O cineasta francês Olivier Dahan, de Rios Vermelhos 2 (2004), reconstruiu a vida e os cenários com maestria, soube explorar a qualidade de sua atriz principal – o papel foi especialmente escrito para Cotillard, e conseguiu dar a profundidade necessária a biografada.

12 comentários:

Kamila disse...

Ai, como eu quero assistir a este filme. Mas, como sempre, estamos na dependência das cópias que devem sair de cartaz em Recife. Paciência!

Nem preciso assistir ao filme para concordar com seu comentário a respeito da Marion Cotillard. Ela é a Helen Mirren do ano. O engraçado é que as duas competem pelo prêmio de European Actress of the Year: a primeira, por "La Vie en Rose" e a segunda, por "A Rainha". Imagina a dificuldade que será escolher a vencedora... Será que poderia dar empate? :-)

Museu do Cinema disse...

Vc como sempre bem informada nesses prêmios Kamila, meu voto vai para Marion, acho que por estar mais na minha memória recente, mas se a Helen ganhar não será injustiça.

O empate seria uma decisão inteligente.

Otavio Almeida disse...

And the Oscar goes to... MARION COTILLARD!

Ramon Scheidemantel disse...

É um musical, Cassiano?
Todos estão elogiando o Piaf. Será que é tudo isso, mesmo?
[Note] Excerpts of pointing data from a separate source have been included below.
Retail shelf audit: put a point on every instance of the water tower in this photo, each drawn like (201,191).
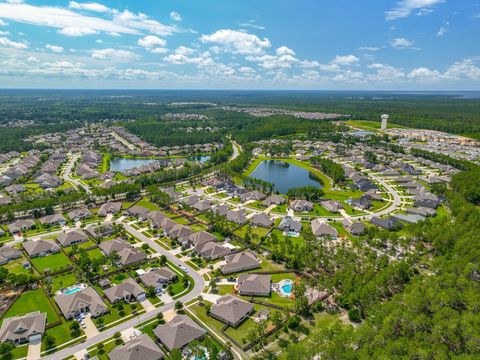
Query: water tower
(384,122)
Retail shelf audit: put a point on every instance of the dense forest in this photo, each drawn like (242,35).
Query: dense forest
(433,315)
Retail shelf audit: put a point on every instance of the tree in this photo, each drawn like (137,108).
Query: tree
(178,305)
(49,341)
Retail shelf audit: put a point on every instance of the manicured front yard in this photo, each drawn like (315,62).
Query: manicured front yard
(33,300)
(107,348)
(147,204)
(16,267)
(95,254)
(53,262)
(63,281)
(20,352)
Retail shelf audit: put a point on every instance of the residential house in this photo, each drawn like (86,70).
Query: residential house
(389,223)
(156,217)
(82,301)
(40,248)
(322,229)
(198,238)
(139,348)
(137,211)
(130,256)
(8,253)
(274,199)
(289,224)
(212,250)
(72,238)
(254,285)
(109,208)
(301,205)
(220,210)
(262,220)
(179,332)
(252,195)
(100,231)
(21,225)
(23,328)
(108,247)
(53,220)
(354,228)
(409,218)
(202,206)
(231,310)
(127,291)
(237,216)
(79,214)
(158,278)
(241,261)
(332,206)
(422,211)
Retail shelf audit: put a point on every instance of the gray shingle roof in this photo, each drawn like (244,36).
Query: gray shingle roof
(179,332)
(140,348)
(21,327)
(231,309)
(127,288)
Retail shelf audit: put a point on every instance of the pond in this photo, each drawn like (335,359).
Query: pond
(121,164)
(200,158)
(283,175)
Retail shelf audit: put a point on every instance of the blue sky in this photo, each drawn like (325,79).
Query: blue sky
(247,44)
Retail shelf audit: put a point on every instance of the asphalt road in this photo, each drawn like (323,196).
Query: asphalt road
(199,285)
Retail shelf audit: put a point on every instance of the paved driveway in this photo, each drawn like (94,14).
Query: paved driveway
(91,330)
(34,349)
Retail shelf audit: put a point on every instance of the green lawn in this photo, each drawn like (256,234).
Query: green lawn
(147,204)
(61,333)
(241,332)
(53,262)
(20,352)
(114,314)
(118,278)
(16,267)
(256,232)
(95,254)
(107,348)
(64,280)
(33,300)
(181,220)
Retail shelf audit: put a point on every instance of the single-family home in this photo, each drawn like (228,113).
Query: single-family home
(241,261)
(82,301)
(322,229)
(254,284)
(72,238)
(127,291)
(40,248)
(179,332)
(139,348)
(158,278)
(23,328)
(231,310)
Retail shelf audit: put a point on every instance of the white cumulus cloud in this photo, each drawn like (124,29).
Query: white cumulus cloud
(91,6)
(175,16)
(401,43)
(237,42)
(405,8)
(114,55)
(13,44)
(54,48)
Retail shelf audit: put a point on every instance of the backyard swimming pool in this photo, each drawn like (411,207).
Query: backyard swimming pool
(71,291)
(287,289)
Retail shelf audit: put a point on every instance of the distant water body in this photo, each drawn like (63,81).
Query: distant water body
(234,95)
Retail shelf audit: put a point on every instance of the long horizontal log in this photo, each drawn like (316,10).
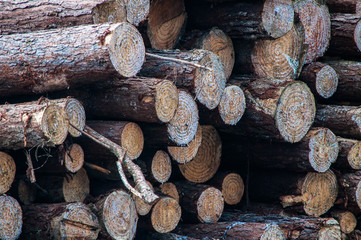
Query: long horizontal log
(60,58)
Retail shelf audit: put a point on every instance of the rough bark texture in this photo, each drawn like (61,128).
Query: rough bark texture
(61,58)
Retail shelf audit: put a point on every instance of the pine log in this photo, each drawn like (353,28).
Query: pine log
(271,19)
(321,78)
(11,218)
(208,158)
(214,40)
(206,83)
(32,124)
(117,215)
(345,35)
(283,110)
(166,23)
(200,202)
(315,18)
(33,70)
(60,221)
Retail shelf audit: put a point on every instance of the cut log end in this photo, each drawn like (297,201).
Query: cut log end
(120,216)
(54,124)
(161,166)
(210,84)
(126,49)
(277,17)
(232,188)
(183,126)
(187,153)
(295,112)
(210,205)
(208,158)
(324,149)
(219,43)
(7,172)
(74,158)
(273,232)
(319,191)
(166,214)
(76,187)
(132,140)
(11,218)
(166,100)
(232,105)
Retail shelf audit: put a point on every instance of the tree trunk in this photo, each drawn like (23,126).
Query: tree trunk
(214,40)
(271,19)
(345,35)
(321,78)
(166,23)
(342,120)
(32,124)
(206,84)
(208,158)
(200,202)
(283,110)
(11,218)
(83,54)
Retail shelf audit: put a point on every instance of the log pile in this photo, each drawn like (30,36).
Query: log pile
(180,119)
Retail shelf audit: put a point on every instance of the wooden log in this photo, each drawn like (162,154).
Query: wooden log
(208,158)
(315,18)
(345,35)
(32,124)
(34,70)
(214,40)
(207,84)
(166,23)
(283,110)
(117,215)
(11,218)
(60,221)
(200,202)
(271,19)
(321,78)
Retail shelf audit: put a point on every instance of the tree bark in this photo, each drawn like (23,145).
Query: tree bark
(206,83)
(59,221)
(34,70)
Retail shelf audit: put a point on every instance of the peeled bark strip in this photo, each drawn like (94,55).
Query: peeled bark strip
(33,70)
(345,35)
(60,221)
(165,23)
(118,215)
(214,40)
(165,215)
(271,19)
(7,172)
(187,153)
(317,24)
(11,218)
(32,124)
(321,78)
(201,202)
(208,158)
(207,84)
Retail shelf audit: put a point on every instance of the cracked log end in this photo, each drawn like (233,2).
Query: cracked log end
(166,215)
(187,153)
(126,49)
(166,100)
(7,172)
(11,218)
(295,111)
(232,105)
(208,158)
(183,126)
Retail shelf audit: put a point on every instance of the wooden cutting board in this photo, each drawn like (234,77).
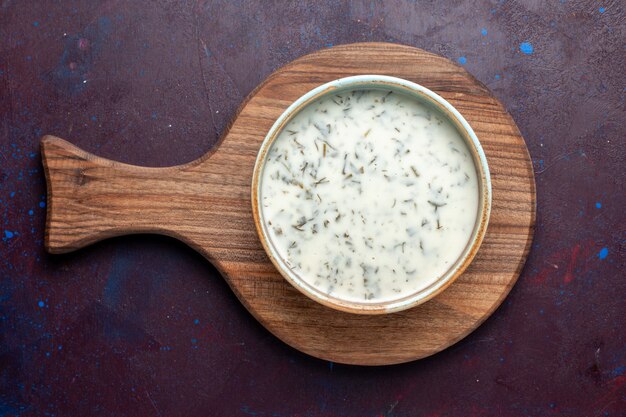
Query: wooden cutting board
(206,204)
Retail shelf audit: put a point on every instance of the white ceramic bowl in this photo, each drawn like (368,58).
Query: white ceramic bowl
(421,94)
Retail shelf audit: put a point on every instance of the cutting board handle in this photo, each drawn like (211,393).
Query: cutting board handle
(92,198)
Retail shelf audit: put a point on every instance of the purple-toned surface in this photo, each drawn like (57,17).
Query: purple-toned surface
(144,326)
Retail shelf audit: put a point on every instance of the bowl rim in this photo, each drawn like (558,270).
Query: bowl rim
(422,94)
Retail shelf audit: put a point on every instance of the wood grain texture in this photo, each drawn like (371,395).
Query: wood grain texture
(206,204)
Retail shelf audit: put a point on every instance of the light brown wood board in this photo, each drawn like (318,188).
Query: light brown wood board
(206,204)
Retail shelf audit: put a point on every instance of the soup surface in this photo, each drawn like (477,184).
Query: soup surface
(369,195)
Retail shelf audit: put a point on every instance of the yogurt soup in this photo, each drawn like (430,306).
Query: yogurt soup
(369,195)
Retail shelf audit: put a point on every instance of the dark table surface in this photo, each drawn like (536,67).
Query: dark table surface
(144,326)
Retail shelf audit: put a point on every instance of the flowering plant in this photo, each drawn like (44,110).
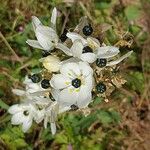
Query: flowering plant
(76,68)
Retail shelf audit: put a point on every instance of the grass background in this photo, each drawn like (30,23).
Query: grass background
(121,124)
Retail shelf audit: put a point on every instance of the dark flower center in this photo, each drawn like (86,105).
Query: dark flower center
(87,49)
(76,83)
(101,62)
(87,30)
(35,78)
(45,84)
(101,87)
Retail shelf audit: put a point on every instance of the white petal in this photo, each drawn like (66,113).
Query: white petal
(18,92)
(88,57)
(45,122)
(64,108)
(93,41)
(59,81)
(77,48)
(35,22)
(84,98)
(69,95)
(119,59)
(107,51)
(88,83)
(34,44)
(64,48)
(75,36)
(17,118)
(54,17)
(85,69)
(70,60)
(46,36)
(70,70)
(14,109)
(55,93)
(53,128)
(26,125)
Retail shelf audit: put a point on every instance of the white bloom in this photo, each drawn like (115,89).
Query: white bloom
(89,49)
(51,113)
(51,63)
(47,38)
(30,88)
(22,114)
(74,84)
(115,62)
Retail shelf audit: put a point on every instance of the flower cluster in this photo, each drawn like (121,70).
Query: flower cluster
(76,67)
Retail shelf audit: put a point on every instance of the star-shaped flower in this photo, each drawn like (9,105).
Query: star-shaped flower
(47,38)
(22,114)
(89,49)
(74,84)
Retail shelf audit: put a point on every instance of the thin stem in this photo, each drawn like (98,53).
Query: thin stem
(9,47)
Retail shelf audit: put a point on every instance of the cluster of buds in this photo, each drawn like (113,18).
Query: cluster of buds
(76,68)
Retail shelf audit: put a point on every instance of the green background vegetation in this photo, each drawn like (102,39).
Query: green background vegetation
(124,122)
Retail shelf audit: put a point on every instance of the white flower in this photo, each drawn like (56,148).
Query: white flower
(30,88)
(74,84)
(51,63)
(89,49)
(47,38)
(115,62)
(51,113)
(22,114)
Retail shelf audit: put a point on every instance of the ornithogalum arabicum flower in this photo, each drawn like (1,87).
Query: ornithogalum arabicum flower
(68,80)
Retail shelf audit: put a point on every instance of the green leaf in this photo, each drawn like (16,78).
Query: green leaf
(132,12)
(3,105)
(104,117)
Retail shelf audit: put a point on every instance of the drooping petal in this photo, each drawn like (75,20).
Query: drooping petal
(45,122)
(64,48)
(85,69)
(75,36)
(34,44)
(94,43)
(107,51)
(17,118)
(26,125)
(115,62)
(64,108)
(70,70)
(70,60)
(46,37)
(53,128)
(18,92)
(55,93)
(35,22)
(54,17)
(59,81)
(89,83)
(77,48)
(15,109)
(88,57)
(84,98)
(69,96)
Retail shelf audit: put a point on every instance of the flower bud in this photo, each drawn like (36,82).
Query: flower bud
(51,63)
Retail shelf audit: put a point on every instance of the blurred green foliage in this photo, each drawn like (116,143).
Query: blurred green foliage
(98,131)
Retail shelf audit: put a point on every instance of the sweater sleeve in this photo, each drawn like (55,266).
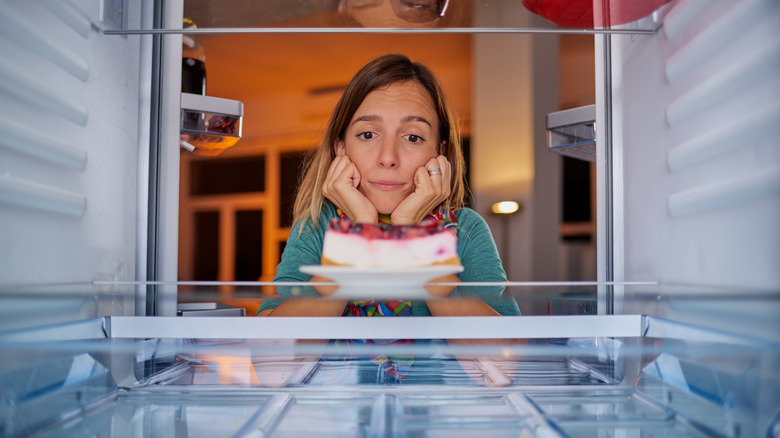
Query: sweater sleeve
(481,262)
(302,248)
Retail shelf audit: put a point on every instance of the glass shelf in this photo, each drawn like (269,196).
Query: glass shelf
(646,376)
(362,16)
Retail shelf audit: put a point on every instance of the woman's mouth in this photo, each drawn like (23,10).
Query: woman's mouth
(385,185)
Quer dizer que a atuação de Cotillard é o ponto alto do filme?
Assim que possível irei conferir a película.
Abraço!

Museu do Cinema disse...

That´s right Otávio.

Ramon, não classificaria como musical, mas podem classificar sim, como fizeram com Ray por exemplo.

O ponto alto do filme é ela mesma!

Kamila disse...

Cassiano, também acho que a Marion leva uma certa vantagem em cima da Helen Mirren justamente por sua performance ser mais recente, estar mais fresca na memória de todos. Se fosse no ano passado, a Helen levava esse prêmio facilmente.

Museu do Cinema disse...

Não sei não Kamila, em condições de igualdade o pareo é duro!

Kamila disse...

Eu acho que o páreo já é duro agora, mesmo quase um ano depois do lançamento de "A Rainha".

Marcus Vinícius disse...

Back in black, aos pouquinhos, hehe. Infelizmente só vou poder conferir a tão bem falada atuação da Marion quando o filme chegar em dvd. =/
9 pontos meu amigo, 9 pontos. Desde quando as coisas são fáceis pra nós, hein? Não tá morto quem peleia!
Abração!!!

Museu do Cinema disse...

Realmente facilidade nunca esteve no dicionário gremista.

O problema foi perder em casa, pq ganhar fora já nos acostumamos esse ano a não ganhar, mas perder em casa pro Figueira foi dose.

Romeika disse...

Essa música é mesmo a síntese da vida dela, ainda me arrepio quando lembro do momento em que a Cotillard-Piaf interpreta a canção no palco.

Vinícius P. disse...

Excelente essa música. A Marion dispensa comentários (prefiro a Helen Mirren por "A Rainha"), deve ganhar o Oscar sim. Não gostei muito da direção do Dahan, mas de qualquer forma o trabalho de fotografia e arte é maravilhoso.